À ce jour, la TTF française ne devrait rapporter que 2,5 milliards d’euros, bien en deçà des recettes britanniques du « stamp duty » et ses près de 8 milliards de livres de recettes, recettes qui n'ont pourtant pas remis en cause le rôle de la City en tant qu’une des toutes premières places financières au monde. En Corée du Sud, à Hongkong, à Taïwan, la TTF rapporte plus de 7 milliards d’euros par an.
La remontée de la TTF de 0,3 % à 0,4% au premier avril 2025 n’a pas pas conduit à une « fuite » des capitaux, tant prédite par les macronistes.

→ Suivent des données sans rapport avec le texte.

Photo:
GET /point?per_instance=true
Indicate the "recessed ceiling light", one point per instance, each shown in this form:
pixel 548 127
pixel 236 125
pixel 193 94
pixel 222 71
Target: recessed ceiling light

En plus de la mise en place du dispositif que nous proposons, nous demandons donc, aux côtés d'Attac, que la France soutienne le projet de TTF négocié par 10 pays de l'Union européenne et que l'ensemble des transactions financières rentre dans le périmètre de cette taxe. En adoptant une telle taxe, la France pourra alors pleinement jouer un rôle dans la coopération internationale qui doit être menée.
Cet amendement du groupe parlementaire La France Insoumise vise à doubler le taux de la taxe additionnelle sur les transactions financières prévue par l'article 5.